Im Dezember 1971 besetzte eine Gruppe junger Menschen nach einem Konzert der Band Ton Steine Scherben ein Gebäude, um dort ein unabhängiges Jugendzentrum einzurichten. Zwar wurden sie umgehend geräumt, doch schon ein halbes Jahr später gelang das Vorhaben in der Kornstraße in der Nordstadt. Die »Korn« stand in den Anfangsjahren unter anderem aus finanziellen Gründen wiederholt vor dem Aus. 1982 konnten Leute aus dem Zentrum das Gebäude kaufen. 1988 übernahm es ein Trägerverein, in dessen Besitz es bis heute ist. Schon früh begann auch die Geschichte von sowohl Förderung als auch Repression durch städtische Behörden. Heute gibt es wieder eine Sozialarbeiterstelle in der »Korn«, allerdings mit nur 21 Stunden pro Woche.

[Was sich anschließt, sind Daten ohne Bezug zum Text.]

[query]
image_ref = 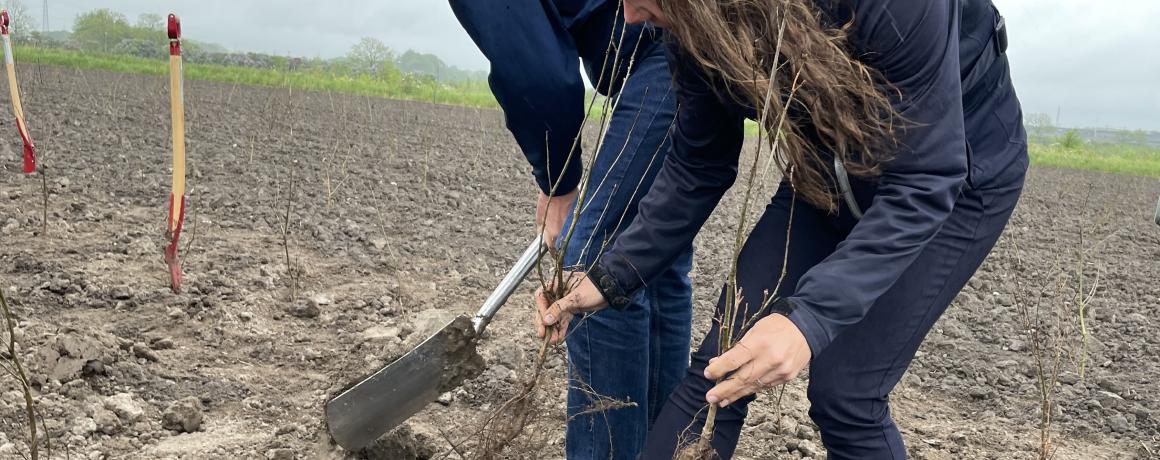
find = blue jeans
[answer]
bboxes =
[561,14,693,460]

Wie sah die jüngere Vergangenheit aus?

2011 konnten wir das Nebengebäude kaufen und unsere Nutzfläche damit auf 600 Quadratmeter verdoppeln. Wir befinden uns in einer andauernden Spannung: Einerseits erhalten wir viel Zuspruch etwa für die »Volxküche«; zweimal wöchentlich werden hier circa 100 Gäste für wenig Geld bekocht. Andererseits erleben wir immer wieder Probleme mit der Polizei. Zuletzt gab es 2016 eine Razzia aufgrund der Zusammenarbeit mit der kurdischen Community. In Hannover wurde 1994 der Aktivist Halim Dener von einem Polizisten erschossen, das wirkt bis heute nach.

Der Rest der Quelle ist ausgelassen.